Tra incertezza e rischio di essere dimenticati. I 510 gestori di agriturismi in Trentino sono preoccupati. Pur restando in zona gialla, dunque con la possibilità di tenere aperto fino alle 18, per loro si tratta già di un lockdown virtuale. Con la situazione aggravata dalla poca chiarezza normativa. «Stiamo leggendo decreti e allegati con grande attenzione – sintetizza il presidente dell'Associazione Agriturismo Trentino, Manuel Cosi (in foto) – perché qui una virgola rischia di cambiare tutto». Il primo allarme, nei giorni scorsi, era per essere stati dimenticati dal decreto «Ristori» del governo. Poi si è dibattuto sulla questione dell'attività prevalente. Per gli agriturismi la legge prevede che l'attività prevalente sia quella agricola.

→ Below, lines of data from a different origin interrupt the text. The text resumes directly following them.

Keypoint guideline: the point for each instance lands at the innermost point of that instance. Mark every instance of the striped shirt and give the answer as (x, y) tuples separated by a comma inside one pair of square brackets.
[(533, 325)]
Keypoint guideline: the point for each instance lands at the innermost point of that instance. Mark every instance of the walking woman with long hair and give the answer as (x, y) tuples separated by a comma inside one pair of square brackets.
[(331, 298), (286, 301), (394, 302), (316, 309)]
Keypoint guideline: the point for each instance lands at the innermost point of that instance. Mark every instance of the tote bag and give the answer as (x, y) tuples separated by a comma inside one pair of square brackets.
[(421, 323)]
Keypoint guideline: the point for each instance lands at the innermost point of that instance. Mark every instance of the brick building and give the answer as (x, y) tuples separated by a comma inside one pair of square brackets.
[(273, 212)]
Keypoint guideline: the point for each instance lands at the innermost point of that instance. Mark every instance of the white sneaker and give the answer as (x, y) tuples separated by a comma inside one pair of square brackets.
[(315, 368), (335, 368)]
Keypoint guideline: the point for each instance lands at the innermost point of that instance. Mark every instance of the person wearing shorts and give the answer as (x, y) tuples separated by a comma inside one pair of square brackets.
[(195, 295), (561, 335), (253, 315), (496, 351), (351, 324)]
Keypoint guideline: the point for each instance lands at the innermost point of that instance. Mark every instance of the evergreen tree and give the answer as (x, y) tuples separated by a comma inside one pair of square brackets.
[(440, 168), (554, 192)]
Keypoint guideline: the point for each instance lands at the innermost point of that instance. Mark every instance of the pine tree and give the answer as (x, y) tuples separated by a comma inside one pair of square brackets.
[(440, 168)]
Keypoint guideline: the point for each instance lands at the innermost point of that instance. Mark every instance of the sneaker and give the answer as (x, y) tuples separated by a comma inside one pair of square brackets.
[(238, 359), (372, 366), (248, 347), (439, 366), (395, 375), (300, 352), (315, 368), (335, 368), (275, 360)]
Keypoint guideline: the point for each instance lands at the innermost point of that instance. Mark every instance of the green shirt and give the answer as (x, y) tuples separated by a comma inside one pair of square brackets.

Che, seppure tra qualche difficoltà della filiera (i ristoranti sono fermi la sera e lavorano poco a pranzo, in Lombardia sono del tutto chiusi) sta reggendo. Ma l'attività ricettiva è azzerata. Allora niente ristori? Un bel rebus, solo in parte attenuato da rassicurazioni arrivate a livello nazionale dalla Cia (Confederazione italiana agricoltura). «Purtroppo ci si sta perdendo nei dettagli, pur importanti, mentre il settore è in grossa difficoltà da diverse settimane. Dopo aver perso la primavera, abbiamo recuperato dal 15 luglio in poi, fino a tutto settembre. Ora non è alta stagione ma è un fuoristagione sprecato: è un autunno tiepido e c'erano le premesse per lavorare bene, grazie ai protocolli, ai piccoli numeri di clienti che registrano gli agriturismi, agli spazi ampi e all'aperto delle nostre strutture.

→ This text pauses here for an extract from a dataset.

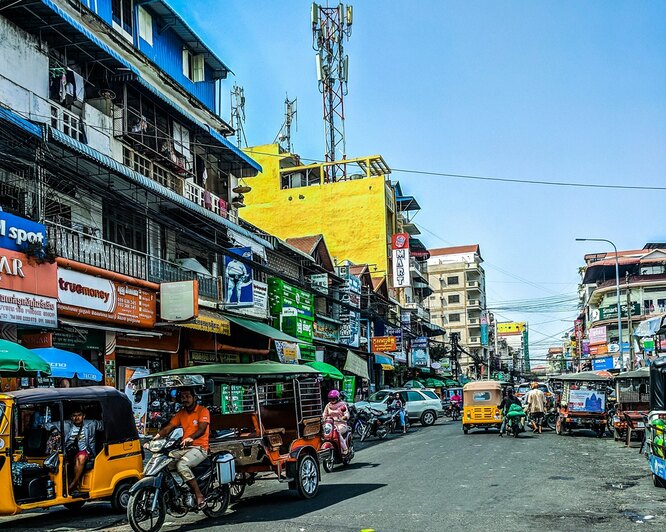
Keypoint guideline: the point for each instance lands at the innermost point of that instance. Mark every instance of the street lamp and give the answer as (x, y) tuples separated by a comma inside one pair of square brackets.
[(617, 289)]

Per noi agricoltura e turismo sono facce della stessa medaglia, facciamo entrambe. Il governo non può considerarci agricoltori o ristoratori a seconda della convenienza del momento». Una situazione ibrida che nuoce alla chiarezza interpretativa e alla velocità dei ristori. Gli agriturismi sono generalmente lontani dai grossi centri urbani e lavorano con clienti non del posto, quindi la possibilità di tenere aperto a pranzo, per pranzi di lavoro o menù operai non regge. «Di fatto siamo chiusi – precisa Cosi – perché finora si lavoricchiava nel week-end a pranzo, ma è insufficiente per mantenere un'azienda, e in più turisti non ce ne sono e la gente ha sempre più paura».

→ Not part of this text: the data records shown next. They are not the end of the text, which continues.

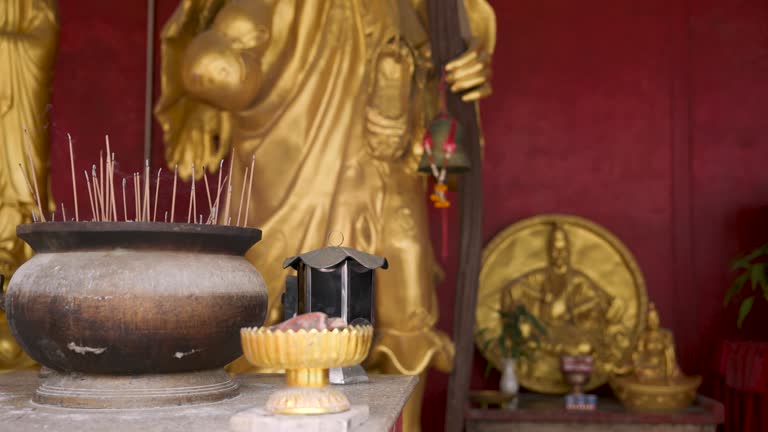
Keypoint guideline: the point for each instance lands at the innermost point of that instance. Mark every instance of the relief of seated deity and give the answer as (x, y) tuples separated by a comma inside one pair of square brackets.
[(580, 317)]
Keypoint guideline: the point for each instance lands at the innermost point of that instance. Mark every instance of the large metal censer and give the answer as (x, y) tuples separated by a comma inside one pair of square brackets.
[(132, 314)]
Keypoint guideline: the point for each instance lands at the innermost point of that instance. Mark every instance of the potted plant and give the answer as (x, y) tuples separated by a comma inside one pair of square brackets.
[(519, 330), (750, 268)]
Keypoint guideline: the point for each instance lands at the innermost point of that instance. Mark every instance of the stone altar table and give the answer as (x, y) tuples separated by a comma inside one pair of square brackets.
[(540, 413), (385, 394)]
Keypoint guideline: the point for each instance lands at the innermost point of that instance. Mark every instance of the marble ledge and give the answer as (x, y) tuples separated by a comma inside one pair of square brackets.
[(384, 394)]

Per Natale non ci si fa illusioni: «L'Alto Adige ha chiuso, la Lombardia anche. I contagi non calano. Se penso al periodo delle vacanze natalizie mi viene un gran mal di pancia. Anche ai collaboratori stagionali non so proprio cosa dire». Il settore dell'agriturismo in Trentino fa registrare ogni anno 10-15 nuove aziende iscritte, molte gestite da giovani o persone che si sono riconvertite. L'appello è chiaro: «Non dimenticateci come operatori turistici e della ristorazione e consumate trentino per quanto riguarda la filiera agroalimentare, perché i contadini locali sono vicini e una cassa di verdure o uova ve la portano anche a casa».